Until Death Do Us Part: Careers of Caregiving Wives
Duke University, Durham NC
Investigators
Linked publications & trials
Abstract
DESCRIPTION (provided by applicant): This application has been revised based on useful suggestions made by 3 reviewers. Caregiving is the provision of support or assistance by one family member to another in basic or instrumental activities of daily living. Informal caregivers provide a large proportion of the long-term care services that elderly persons receive. Wives caring for husbands is the focus of the proposed project since that is the most common caregiving arrangement and wives may be particularly vulnerable to negative outcomes. The goal of our project is to better understand how caregiving affects caregiving wives. The key outcomes are quality of life and health care use of the caregiving wife, with a focus on the use of preventive health services. We use a simplified model of caregiving to conceptually guide our analyses of two national, longitudinal surveys: the National Longitudinal Caregiver Study (NLCS; 4 waves of data) and the Asset and Health Dynamics Among the Oldest Old study (AHEAD; 6 waves of data).
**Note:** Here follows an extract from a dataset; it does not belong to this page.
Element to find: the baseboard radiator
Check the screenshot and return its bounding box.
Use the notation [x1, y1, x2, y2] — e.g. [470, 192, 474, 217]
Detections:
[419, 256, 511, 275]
Our primary contribution is to test this simplified model and corresponding hypotheses longitudinally. A major benefit of AHEAD is the presence of a "control group" of couples in which the husband has no apparent need for caregiving that will enable us to more precisely measure the effect of caregiving on wives. We will also test whether the type of caregiving employed by the wife moderates the effect of stressors such as the husband having dementia on wife outcomes. We will complete analyses in both NLCS and AHEAD and compare our findings. We will use both traditional longitudinal analysis methods as well as state of the art latent class trajectory analysis (LCTA) techniques. The specific aims of the project are to: (1) Describe the longitudinal caregiving trajectories (caregiving career) of wives; (2) Determine longitudinally the extent to which caregiving influences caregiving wives' quality of life and health care use; and (3) Determine longitudinally the extent to which caregiving wives' quality of life, and use of preventive care increase following the institutionalization or death of the care receiving husband.